Growing up in India, adzuki beans were a staple in my mom’s kitchen. I love them because they have a firm texture and nutty flavor. I had trouble finding them in the U.S. until I discovered Bob’s Red Mill, and I am so thankful I did! Curried adzuki beans with basmati rice is a super-easy and delicious weeknight dinner for my family.
Pick through the beans to remove any stones or debris, then rinse them well to remove any remaining dirt.
Soak the beans in about 4 cups of water overnight.
When ready to cook, turn your instant pot to the "Sauté" setting and add oil.
After about 1 minute add the cumin seeds, waiting until they begin to sizzle and become fragrant.
Add the red onion, garlic, and ginger, and sauté until soft and wilted.
Add the powdered cumin, turmeric, and coriander powder, stirring well.
Add the pureed tomatoes, adzuki beans, salt, and 2 cups of water.
Cover the instant pot and hit "Cancel", then set it to "Beans/Chili Mode" and cook for 25 minutes.
Remove the cover and stir in the garam masala and lime juice.
Serve with steamed basmati rice and garnish with fresh cilantro.
Pick through the beans to remove any stones or debris, then rinse them well to remove any remaining dirt.
Soak the beans in about 4 cups of water overnight.
When ready to cook, heat oil in a large pot on medium heat.
After about 1 minute, add the cumin seeds and wait until they begin to sizzle and become fragrant.
Add the red onion, garlic, and ginger, and sauté until soft and wilted.
Add the cumin powder, turmeric, and coriander powder, mixing well. (Want a little kick?
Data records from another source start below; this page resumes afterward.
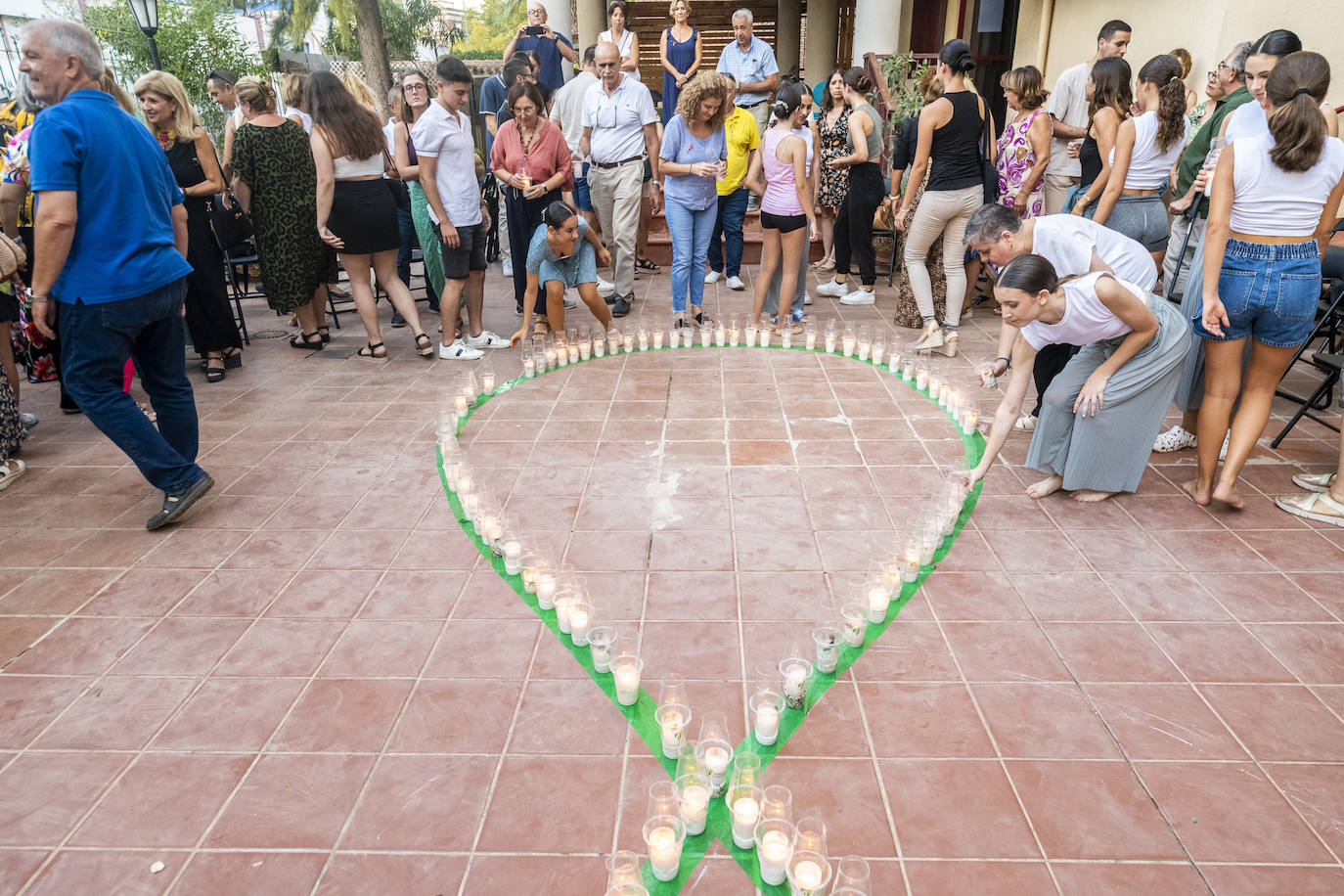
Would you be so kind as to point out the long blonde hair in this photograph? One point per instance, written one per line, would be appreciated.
(184, 118)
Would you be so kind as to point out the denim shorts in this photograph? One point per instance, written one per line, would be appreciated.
(581, 194)
(1269, 291)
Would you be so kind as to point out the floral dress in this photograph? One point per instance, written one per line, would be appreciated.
(1015, 162)
(834, 143)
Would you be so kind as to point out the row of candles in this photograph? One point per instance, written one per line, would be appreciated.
(786, 849)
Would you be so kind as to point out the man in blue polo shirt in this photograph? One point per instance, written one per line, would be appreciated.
(112, 269)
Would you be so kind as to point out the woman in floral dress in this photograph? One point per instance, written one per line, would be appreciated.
(833, 133)
(1024, 144)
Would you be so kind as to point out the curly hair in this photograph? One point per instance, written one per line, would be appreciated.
(696, 90)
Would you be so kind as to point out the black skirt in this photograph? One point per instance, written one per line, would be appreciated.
(365, 216)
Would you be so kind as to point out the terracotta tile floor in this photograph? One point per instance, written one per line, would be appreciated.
(317, 687)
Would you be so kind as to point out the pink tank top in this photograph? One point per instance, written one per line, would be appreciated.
(781, 195)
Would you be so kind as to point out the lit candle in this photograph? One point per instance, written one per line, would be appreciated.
(744, 812)
(578, 626)
(794, 686)
(775, 855)
(545, 590)
(695, 805)
(664, 852)
(766, 723)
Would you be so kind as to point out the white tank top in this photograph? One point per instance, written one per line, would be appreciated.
(1149, 165)
(1268, 199)
(1086, 319)
(622, 47)
(344, 166)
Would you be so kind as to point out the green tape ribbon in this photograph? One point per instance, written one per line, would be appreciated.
(642, 713)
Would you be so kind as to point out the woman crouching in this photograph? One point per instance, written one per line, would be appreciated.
(1099, 416)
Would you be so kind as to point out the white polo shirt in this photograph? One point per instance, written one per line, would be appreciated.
(617, 119)
(448, 137)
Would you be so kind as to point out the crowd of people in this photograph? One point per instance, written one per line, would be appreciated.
(1143, 247)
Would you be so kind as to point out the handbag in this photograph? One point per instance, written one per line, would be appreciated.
(229, 223)
(401, 194)
(987, 168)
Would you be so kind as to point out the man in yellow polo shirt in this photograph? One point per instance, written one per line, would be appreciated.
(743, 141)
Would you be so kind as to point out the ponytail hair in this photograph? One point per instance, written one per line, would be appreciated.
(786, 101)
(956, 55)
(1164, 72)
(557, 214)
(1031, 274)
(1296, 90)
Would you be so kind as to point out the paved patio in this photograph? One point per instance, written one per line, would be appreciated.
(317, 686)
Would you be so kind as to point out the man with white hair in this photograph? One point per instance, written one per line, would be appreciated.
(753, 65)
(113, 236)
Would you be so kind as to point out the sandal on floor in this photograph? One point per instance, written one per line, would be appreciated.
(306, 341)
(1315, 481)
(370, 353)
(1318, 506)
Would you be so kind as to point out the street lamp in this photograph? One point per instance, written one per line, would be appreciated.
(147, 17)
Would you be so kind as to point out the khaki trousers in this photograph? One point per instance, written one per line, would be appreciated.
(615, 198)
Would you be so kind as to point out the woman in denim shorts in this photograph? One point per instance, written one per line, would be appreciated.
(1264, 285)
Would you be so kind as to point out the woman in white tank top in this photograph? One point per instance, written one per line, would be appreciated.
(1272, 207)
(1099, 414)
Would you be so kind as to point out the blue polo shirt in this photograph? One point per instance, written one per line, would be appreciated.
(124, 241)
(553, 64)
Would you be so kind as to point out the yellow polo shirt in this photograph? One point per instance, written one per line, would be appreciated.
(742, 136)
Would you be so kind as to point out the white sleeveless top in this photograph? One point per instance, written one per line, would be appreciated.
(344, 166)
(1086, 319)
(1268, 199)
(622, 47)
(1149, 165)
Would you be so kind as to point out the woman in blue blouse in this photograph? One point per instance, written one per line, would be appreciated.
(693, 157)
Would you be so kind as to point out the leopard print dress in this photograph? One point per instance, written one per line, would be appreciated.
(277, 164)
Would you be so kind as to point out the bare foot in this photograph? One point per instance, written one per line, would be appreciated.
(1046, 486)
(1228, 495)
(1195, 495)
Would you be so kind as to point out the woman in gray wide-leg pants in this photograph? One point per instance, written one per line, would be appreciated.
(1109, 452)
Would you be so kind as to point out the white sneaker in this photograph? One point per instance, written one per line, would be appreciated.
(459, 351)
(1178, 438)
(487, 340)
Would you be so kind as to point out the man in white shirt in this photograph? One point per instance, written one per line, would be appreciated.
(446, 155)
(1067, 108)
(620, 126)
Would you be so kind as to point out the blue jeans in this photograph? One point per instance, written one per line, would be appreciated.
(1269, 291)
(690, 230)
(96, 342)
(733, 211)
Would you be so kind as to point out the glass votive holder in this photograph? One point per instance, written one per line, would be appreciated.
(775, 846)
(625, 672)
(877, 596)
(744, 808)
(826, 637)
(852, 877)
(664, 834)
(854, 617)
(672, 720)
(694, 799)
(601, 637)
(796, 670)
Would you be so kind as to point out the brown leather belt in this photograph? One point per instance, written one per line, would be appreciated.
(617, 164)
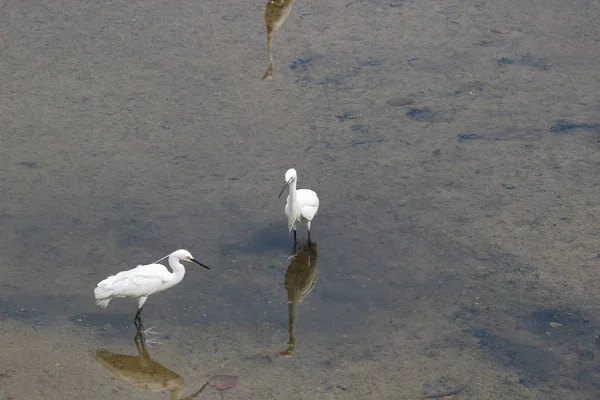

Add about ½ a teaspoon of chili flakes or more if you like.)
Add the pureed tomatoes, adzuki beans, salt, and 4 cups of water.
Cook until the beans are tender (about 1 ½ hours).
Stir in the garam masala and lime juice.
Serve with steamed basmati rice and garnish with fresh cilantro. (If you want a creamy addition, try topping it with 1 tablespoon of low-fat coconut cream.)